We will create dummy variables for our categorical variables.

#Generate dummy variables
for(level in unique(mydata$job)){
  mydata[paste("job", level, sep = "_")] <- ifelse(mydata$job == level, 1, 0)
}

for(level in unique(mydata$marital)){
  mydata[paste("marital", level, sep = "_")] <- ifelse(mydata$marital == level, 1, 0)
}

for(level in unique(mydata$education)){
  mydata[paste("education", level, sep = "_")] <- ifelse(mydata$education == level, 1, 0)
}

mydata$default_yes <- ifelse(mydata$default == "yes", 1, 0)

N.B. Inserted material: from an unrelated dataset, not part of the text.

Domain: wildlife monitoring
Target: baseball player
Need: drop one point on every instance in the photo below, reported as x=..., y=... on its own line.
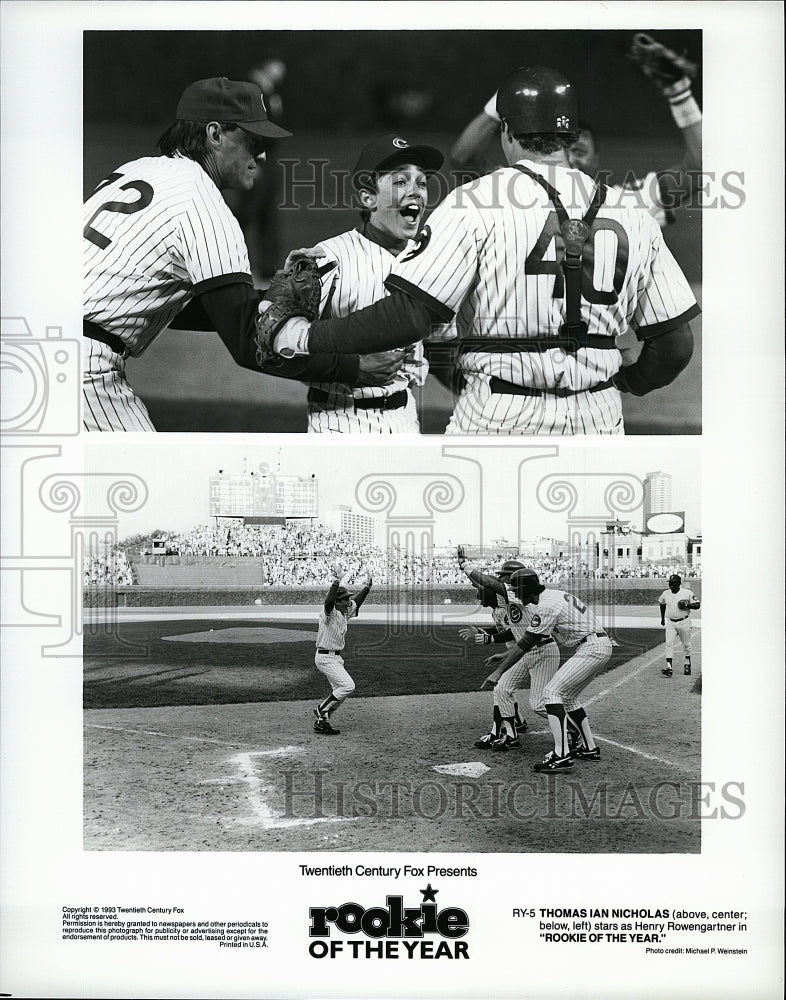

mydata$housing_yes <- ifelse(mydata$housing == "yes", 1, 0)

mydata$loan_yes <- ifelse(mydata$loan == "yes", 1, 0)

for(level in unique(mydata$contact)){
  mydata[paste("contact", level, sep = "_")] <- ifelse(mydata$contact == level, 1, 0)
}

for(level in unique(mydata$month)){
  mydata[paste("month", level, sep = "_")] <- ifelse(mydata$month == level, 1, 0)
}

for(level in unique(mydata$poutcome)){
  mydata[paste("poutcome", level, sep = "_")] <- ifelse(mydata$poutcome == level, 1, 0)
}

mydata$Class <- ifelse(mydata$y == "yes", "Yes", "No")

#Remove unwanted columns
mydata$X <- NULL
mydata$job <- NULL
mydata$marital <- NULL
mydata$education <- NULL
mydata$default <- NULL
mydata$housing <- NULL
mydata$loan <- NULL
mydata$contact <- NULL
mydata$month <- NULL
mydata$poutcome <- NULL
mydata$y <- NULL

mydata$Class <- as.factor((mydata$Class))
colnames(mydata)[11] <- "job_blue_collar"
colnames(mydata)[14] <- "job_admin"
colnames(mydata)[16] <- "job_self_employeed"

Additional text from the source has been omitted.